ABRUPTO

27.1.08


MEMÓRIAS

Durante uma visita que fiz à Argélia, fiquei alojado numa casa de hóspedes do Estado em Argel, uma casa magnífica numa colina sobranceira à cidade. De manhã, saía do quarto, abria a porta da varanda e era de parar a respiração, a outra "cidade branca" desdobrava-se junto ao mar, tão mediterrânica que doía de história. De noite era a mesma coisa, ficava ali a ver as luzes, o calor tépido, os sons, os barcos no porto. Um dia, de manhã, tomava o pequeno almoço com um quadro histórico da FNLA, um velho daqueles que vira tudo, tão europeu como patriota, que falava um francês límpido e um árabe menos límpido, entrecruzado com palavras francesas como era habitual em Argel, radical de esquerda, laico e incréu, quando um homem entrou na sala. Era um velho de cabelos brancos, alquebrado e de muletas, acompanhado de um grupo de jovens que se percebia serem guarda-costas. O meu interlocutor e os outros argelinos na sala levantaram-se com imenso respeito, beijaram-no ao modo tradicional e trouxeram-no para a mesa, com um grande cuidado com a sua dificuldade de andar. Era al-Hakim, o doutor.

Apresentaram-me, mas não o apresentaram, e seguiu-se uma conversa de um quarto de hora, de que tenho notas algures, sobre Portugal e as relações com o mundo árabe. Nem uma palavra sobre a Palestina, mas eu tinha reconhecido George Habash e lembro-me de ter pensado na estranheza daquele encontro com um homem procurado por meio mundo e, ao olhar para a grande vidraça da sala, que ficava debaixo dos quartos, pensar o que seria entrar por ali um comando israelita. Se fosse hoje, seria um míssil cruzeiro, mas na altura a tecnologia das armas inteligentes, ficava-se pelos homens. Na época, estar ali com Habash era o equivalente a estar hoje a tomar chá em Tora Bora com Osama bin Laden.

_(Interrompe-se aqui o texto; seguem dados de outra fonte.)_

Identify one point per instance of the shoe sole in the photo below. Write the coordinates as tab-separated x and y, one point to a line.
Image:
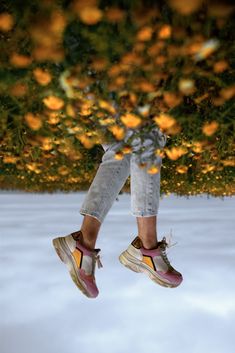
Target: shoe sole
136	265
65	256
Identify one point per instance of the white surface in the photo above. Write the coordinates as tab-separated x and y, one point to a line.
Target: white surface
43	312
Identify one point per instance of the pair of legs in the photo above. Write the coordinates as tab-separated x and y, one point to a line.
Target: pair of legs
109	179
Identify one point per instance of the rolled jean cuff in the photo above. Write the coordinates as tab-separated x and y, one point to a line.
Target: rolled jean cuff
143	214
84	212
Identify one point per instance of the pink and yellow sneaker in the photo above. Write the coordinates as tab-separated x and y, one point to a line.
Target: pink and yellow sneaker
80	262
153	262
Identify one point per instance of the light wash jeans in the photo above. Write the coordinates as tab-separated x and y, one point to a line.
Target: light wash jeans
111	177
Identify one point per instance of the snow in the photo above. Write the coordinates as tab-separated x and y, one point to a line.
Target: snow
42	310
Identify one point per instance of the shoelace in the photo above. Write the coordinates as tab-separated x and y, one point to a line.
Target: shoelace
99	263
166	242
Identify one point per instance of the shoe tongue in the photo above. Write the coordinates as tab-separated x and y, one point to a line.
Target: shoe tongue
137	243
76	235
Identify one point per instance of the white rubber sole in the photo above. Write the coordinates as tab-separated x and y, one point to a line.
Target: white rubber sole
66	257
136	265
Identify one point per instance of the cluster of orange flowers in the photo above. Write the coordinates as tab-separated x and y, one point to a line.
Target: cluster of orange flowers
62	113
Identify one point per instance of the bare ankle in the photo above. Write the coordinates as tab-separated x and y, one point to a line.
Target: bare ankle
149	243
88	240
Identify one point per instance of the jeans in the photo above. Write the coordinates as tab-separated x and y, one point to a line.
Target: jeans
111	177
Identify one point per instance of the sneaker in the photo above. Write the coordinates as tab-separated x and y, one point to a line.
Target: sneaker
80	262
153	262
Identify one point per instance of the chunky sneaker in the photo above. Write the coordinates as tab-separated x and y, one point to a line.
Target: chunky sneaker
80	262
153	262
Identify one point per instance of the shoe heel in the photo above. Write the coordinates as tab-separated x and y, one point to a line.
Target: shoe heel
127	263
58	249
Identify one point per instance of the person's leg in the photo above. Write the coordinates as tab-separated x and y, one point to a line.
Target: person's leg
147	231
145	195
106	185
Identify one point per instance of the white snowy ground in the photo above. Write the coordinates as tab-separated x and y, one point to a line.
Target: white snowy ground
43	312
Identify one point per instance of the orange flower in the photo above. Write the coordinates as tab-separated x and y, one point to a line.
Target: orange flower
164	121
70	111
107	106
86	141
53	102
41	76
220	66
131	120
176	152
153	170
117	131
127	149
145	34
187	86
19	60
63	170
209	129
228	92
18	90
197	146
208	168
119	156
53	118
114	14
10	159
228	162
185	7
6	22
172	99
165	32
90	15
181	169
33	121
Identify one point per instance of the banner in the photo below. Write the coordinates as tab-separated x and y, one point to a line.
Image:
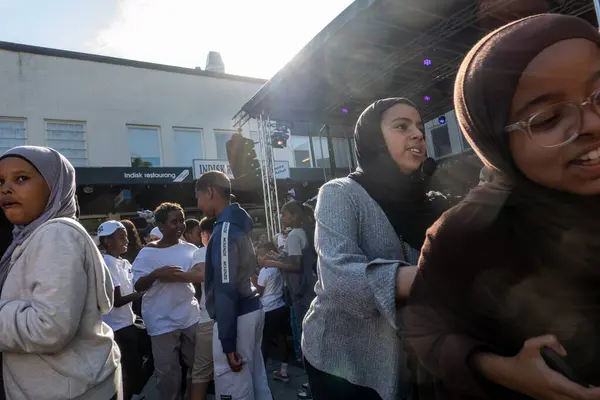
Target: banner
282	168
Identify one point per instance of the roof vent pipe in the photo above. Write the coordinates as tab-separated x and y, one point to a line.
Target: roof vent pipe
214	62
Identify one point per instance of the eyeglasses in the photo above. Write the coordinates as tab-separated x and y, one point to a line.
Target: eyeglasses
558	124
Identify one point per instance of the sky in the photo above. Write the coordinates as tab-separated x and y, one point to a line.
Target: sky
255	37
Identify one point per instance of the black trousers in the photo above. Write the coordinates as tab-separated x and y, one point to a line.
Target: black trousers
326	387
131	360
277	325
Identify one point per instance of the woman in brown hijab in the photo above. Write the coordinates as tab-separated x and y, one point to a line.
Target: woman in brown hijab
515	268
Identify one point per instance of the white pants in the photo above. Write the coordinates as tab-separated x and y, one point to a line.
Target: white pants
251	382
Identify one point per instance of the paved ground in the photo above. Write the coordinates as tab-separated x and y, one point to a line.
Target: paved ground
280	390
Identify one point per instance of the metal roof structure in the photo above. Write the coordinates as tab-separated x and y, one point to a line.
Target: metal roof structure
45	51
382	48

Depois, saí para um compromisso qualquer, e lá ficou o "doutor", que tinha aquela delicadeza de trato que várias vezes vi nos palestinianos educados, falava baixo, gestos muito limitados pela sua fragilidade física, a quem todos mostravam admiração. Na verdade, a Argélia estava, e penso que ainda está, em estado de guerra com Israel. Habash era um herói dessa guerra.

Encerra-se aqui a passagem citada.